B) Comprehensively taking account of the overall purport of the arguments in Gap's evidence Nos. 2 through 4, 17, Eul evidence Nos. 1 through 3, and 16 (including various numbers), the whole purport of the arguments is as follows: (a) the funds withdrawn from the National Bank Account (Account Number: 000) within two years before the death of the decedent was 1,46,084,102; (b) the defendant alleged that the above 1,34,942,037 won out of the above 1,34,942,037 won was unclear; (c) the remaining 1,134,942,037 won out of the statutory deduction amount was included in inherited property; (d) the defendant's allegation that the above 1,34,942,037 won was repeated several times from the above national bank account of the deceased was insufficient to verify the place of use; and (d) the defendant's assertion that the above 1,3006 won was insufficient to recognize the above 134.7 billion won.

5) Sub-committee

A) Determination of the legality of a disposition in a lawsuit seeking revocation of a tax disposition is based on whether it exceeds a legitimate tax amount. The parties can submit objective tax bases and materials in support of the tax amount until the closing of the pleadings at a fact-finding court. When a legitimate tax amount to be imposed lawfully is calculated based on such materials, only the portion exceeding the legitimate tax amount should be revoked. However, if not, the entire tax disposition should be revoked. In such a case, the court is not obliged to actively calculate a reasonable and reasonable method of calculating the tax amount by finding out a reasonable and reasonable method of calculation ex officio (see, e.g., Supreme Court Decision 94Nu13527, Apr. 28, 1995).
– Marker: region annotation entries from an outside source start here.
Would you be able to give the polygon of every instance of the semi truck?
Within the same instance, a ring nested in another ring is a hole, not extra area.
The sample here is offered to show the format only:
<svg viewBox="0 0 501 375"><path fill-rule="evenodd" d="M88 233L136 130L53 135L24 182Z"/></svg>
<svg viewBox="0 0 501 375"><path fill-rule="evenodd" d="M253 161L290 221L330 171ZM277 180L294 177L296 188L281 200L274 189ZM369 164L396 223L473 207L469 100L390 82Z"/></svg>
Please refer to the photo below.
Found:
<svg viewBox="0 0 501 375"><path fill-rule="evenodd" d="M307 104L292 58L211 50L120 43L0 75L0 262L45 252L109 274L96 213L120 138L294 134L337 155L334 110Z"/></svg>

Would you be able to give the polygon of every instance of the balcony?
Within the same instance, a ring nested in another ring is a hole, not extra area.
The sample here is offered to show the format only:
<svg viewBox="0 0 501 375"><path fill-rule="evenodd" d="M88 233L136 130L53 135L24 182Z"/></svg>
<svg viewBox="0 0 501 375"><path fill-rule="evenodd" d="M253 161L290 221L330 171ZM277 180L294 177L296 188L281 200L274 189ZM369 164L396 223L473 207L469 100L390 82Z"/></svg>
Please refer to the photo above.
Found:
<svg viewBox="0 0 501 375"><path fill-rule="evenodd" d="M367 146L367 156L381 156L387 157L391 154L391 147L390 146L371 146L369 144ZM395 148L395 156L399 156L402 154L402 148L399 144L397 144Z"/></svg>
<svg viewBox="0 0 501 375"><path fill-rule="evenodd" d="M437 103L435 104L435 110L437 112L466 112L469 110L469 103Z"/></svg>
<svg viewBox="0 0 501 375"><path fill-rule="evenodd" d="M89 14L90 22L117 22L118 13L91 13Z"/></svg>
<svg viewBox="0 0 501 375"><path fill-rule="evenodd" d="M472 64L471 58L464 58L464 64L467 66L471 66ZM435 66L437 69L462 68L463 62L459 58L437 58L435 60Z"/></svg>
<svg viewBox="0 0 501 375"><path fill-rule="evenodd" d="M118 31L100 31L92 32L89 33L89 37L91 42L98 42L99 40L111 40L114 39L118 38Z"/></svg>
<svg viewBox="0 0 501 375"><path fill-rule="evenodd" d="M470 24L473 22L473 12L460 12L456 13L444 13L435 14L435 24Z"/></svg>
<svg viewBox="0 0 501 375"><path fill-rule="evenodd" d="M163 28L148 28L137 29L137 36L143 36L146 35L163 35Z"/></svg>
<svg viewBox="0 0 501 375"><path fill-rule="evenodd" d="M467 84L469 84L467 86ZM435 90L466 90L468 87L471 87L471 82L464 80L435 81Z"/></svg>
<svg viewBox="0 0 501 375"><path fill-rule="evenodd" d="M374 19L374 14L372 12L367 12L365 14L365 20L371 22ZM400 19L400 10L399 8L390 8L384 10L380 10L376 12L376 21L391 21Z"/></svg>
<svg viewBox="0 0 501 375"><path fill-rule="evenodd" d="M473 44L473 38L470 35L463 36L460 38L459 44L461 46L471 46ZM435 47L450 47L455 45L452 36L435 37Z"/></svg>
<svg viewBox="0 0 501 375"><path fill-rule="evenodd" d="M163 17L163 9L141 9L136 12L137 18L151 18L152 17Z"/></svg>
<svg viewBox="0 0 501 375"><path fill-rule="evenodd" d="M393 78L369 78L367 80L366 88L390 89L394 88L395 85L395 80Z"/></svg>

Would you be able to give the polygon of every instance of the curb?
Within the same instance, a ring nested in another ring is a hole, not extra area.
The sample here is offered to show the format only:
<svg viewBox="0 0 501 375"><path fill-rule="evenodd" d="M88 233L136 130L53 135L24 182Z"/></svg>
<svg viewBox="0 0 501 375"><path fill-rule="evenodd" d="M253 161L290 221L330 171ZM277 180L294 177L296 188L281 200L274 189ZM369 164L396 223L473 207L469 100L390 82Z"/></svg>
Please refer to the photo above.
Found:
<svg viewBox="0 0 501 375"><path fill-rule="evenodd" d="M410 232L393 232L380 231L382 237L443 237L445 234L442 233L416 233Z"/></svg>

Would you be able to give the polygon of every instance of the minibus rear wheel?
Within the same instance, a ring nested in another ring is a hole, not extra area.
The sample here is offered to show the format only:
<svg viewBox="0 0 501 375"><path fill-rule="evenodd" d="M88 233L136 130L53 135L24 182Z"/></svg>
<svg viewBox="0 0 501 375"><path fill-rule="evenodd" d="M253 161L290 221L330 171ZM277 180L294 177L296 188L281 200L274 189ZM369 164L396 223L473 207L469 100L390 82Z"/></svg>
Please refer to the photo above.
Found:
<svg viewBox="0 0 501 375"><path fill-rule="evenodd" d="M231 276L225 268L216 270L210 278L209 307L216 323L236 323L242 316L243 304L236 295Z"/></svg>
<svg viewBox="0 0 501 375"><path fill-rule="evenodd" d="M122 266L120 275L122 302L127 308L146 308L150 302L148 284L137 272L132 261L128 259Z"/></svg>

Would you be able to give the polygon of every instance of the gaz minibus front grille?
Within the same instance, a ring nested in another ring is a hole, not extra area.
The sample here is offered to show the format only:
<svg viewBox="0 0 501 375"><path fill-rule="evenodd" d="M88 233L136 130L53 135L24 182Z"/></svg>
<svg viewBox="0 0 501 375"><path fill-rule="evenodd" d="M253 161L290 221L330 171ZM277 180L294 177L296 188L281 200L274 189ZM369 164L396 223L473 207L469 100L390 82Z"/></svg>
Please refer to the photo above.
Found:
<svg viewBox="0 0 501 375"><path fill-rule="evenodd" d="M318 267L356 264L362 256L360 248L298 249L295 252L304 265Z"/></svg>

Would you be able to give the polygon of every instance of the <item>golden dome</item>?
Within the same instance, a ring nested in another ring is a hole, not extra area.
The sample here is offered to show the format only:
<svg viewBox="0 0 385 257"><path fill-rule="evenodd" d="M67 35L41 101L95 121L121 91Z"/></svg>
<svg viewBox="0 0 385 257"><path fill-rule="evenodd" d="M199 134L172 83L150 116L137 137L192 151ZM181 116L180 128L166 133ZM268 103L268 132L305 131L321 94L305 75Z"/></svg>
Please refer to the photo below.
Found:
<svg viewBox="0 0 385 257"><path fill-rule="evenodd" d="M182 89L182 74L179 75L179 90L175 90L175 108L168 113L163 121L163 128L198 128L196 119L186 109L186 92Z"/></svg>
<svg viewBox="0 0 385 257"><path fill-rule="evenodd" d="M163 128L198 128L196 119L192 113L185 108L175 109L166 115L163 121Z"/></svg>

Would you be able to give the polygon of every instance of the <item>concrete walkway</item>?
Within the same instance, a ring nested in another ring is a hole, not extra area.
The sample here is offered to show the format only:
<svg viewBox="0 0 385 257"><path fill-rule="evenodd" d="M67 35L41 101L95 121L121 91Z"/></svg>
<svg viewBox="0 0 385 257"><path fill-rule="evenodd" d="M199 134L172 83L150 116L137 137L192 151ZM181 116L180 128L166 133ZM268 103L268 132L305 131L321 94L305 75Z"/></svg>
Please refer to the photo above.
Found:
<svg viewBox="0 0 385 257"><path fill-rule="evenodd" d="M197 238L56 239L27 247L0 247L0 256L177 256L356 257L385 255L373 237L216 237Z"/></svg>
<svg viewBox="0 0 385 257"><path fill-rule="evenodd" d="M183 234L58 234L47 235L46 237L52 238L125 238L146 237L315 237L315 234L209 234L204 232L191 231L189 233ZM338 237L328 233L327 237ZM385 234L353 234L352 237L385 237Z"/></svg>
B) In this case, "decision on the detailed calculation of inherited property" means 17,947,979,81 won as stated in [Attachment 1] 1, 2, 8, 9, and 18 of the list of financial property stated in [Attachment 1, 921, 191, and 310 which deducts the remainder of the plaintiffs' lease income, deposit money, etc. from the aggregate of 4,921, 191, 310 won as stated in [1, 61, 60,000 won as stated in [3] 9.3 billion won as well as 9.6 billion won as stated in [1,60,000 won as well as 9.6 billion won as stated in [1,60,000 won as well as 9.6 billion won as mentioned above] calculated by deducting the above amount of inherited property from the above amount of 9.6 billion won as stated in [1,600,000 won as reasonable amount of inherited property. 6 billion won as stated above.6 billion won.

Therefore, since the objective tax base of the inheritance tax of this case cannot be calculated, the entire disposition of this case cannot be revoked.

3. Conclusion

Therefore, the plaintiffs' claims of this case are accepted in its entirety due to the reasons, and the judgment of the court of first instance is justified with this conclusion, and all appeals of the defendant are dismissed. It is so decided as per Disposition.